Los que se burlan de él harían bien en escucharlo con más humildad: la retórica de Campusano es más convincente que la de la mayoría de los directores argentinos. En el Q&A resumió en una sola frase todo lo que esta nota intenta decir: «se filma lo filmado». Del mismo modo, se escribe lo escrito: la crítica lee las películas en sus propios términos, o repitiendo los consensos habituales, y reproduce así un sistema blindado en el que nada puede desmarcarse sin caer en el ridículo o el olvido. Raramente se piensa en una película como un objeto producido en ciertas condiciones, y se pierde lo que en ella hay de común o extraordinario. No es extraño entonces que el consenso premie las gráciles superficies pulidas de La princesa de Francia y deje de lado las sutiles e inquietantes asperezas de Cuerpo de letra: la película de D’Angiolillo es desafiante pese a sus problemas, la de Piñeiro es intrascendente hasta en sus aciertos. Una busca un modo nuevo de expresar un mundo tan familiar como inexplorado, mientras la otra se contenta con aligerar el peso de su teatro muerto.
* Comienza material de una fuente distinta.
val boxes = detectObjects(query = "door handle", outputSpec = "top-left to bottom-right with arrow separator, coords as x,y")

Todo lo contrario sucede en una de las mejores películas del festival, Bajo nubes eléctricas, de Aleksei German Jr, donde los planos secuencia y las coreografías (menos exhibicionistas que en su anterior película Paper soldier) se ajustan a un retrato preciso, no solo de la ruinosa Rusia post-soviética, sino de un mundo globalizado bajo el poder devastador del capital. Frente a ese mundo (y las películas que propone para su gloria, tanto en el mainstream como en el indie), la revisión de la tradición que propone German Jr (su padre, Sokurov, Tarkovski, pero también Antonioni, Jancsó y la modernidad europea) es puesta en juego sin ironía ni cinismo, con una autoconciencia completamente moderna. Basta compararla con Babel, Un toque de violencia, o incluso Relatos salvajes, con sus episódicas historias de violencia aptas para todos los públicos: en la película de German las numerosas referencias a la cultura moderna son parte de esos desechos que nos resistimos a abandonar, y la violencia permanece fuera de campo (apenas la brusca sangre que brota de una nariz), como la Historia misma que se vislumbra como paisaje después (o antes) de la batalla. Como ese caballo arrastrado por la playa en el último y preclaro plano del film.